No. DST applies to the sale of all Zoom’s services in Malaysia. 

What exemptions are available and how does a customer notify Zoom?

Any exemptions applicable under the Malaysian Service Tax Legislation will require Zoom to charge DST on the provision of digital services before the exemption (if any) can apply.

As such, it will be the customer's responsibility to ensure that it meets the conditions prescribed under the Malaysian Service Tax legislation before claiming or applying the relevant exemptions.

Are there any special exemptions applicable for government entities and charities under which DST may not be charged?

No. DST applies to the sale of all Zoom’s services in Malaysia.

Are there any DST obligations for me as a customer?

If you are a B2B customer applying for exemption(s) or relief, you are required to ensure that you meet the conditions prescribed under the Malaysian Service Tax legislation before making any claim or applying the relevant exemption applicable to your business.

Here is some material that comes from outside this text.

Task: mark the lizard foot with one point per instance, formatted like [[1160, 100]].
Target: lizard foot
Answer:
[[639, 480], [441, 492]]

As of August 1, 2024, as a customer you may be required to issue a self-billed e-invoice in Malaysia for any purchases from Zoom. 

As a foreign supplier to customers in Malaysia, Zoom is not required to issue an e-invoice to customers in Malaysia.

Zoom will issue a commercial invoice for any sales to customers in Malaysia. This commercial invoice from Zoom can be used by the customer to extract the details to document the expense on the self-billed e-invoice.

Disclaimer

Every customer is unique and so are their specific tax circumstances. The above stated information should not be considered as tax advice, but as a general overview of relevant tax rules. Zoom cannot provide you with tax advice for your individual situation, and therefore we strongly recommend speaking with a professional tax advisor for tailored advice.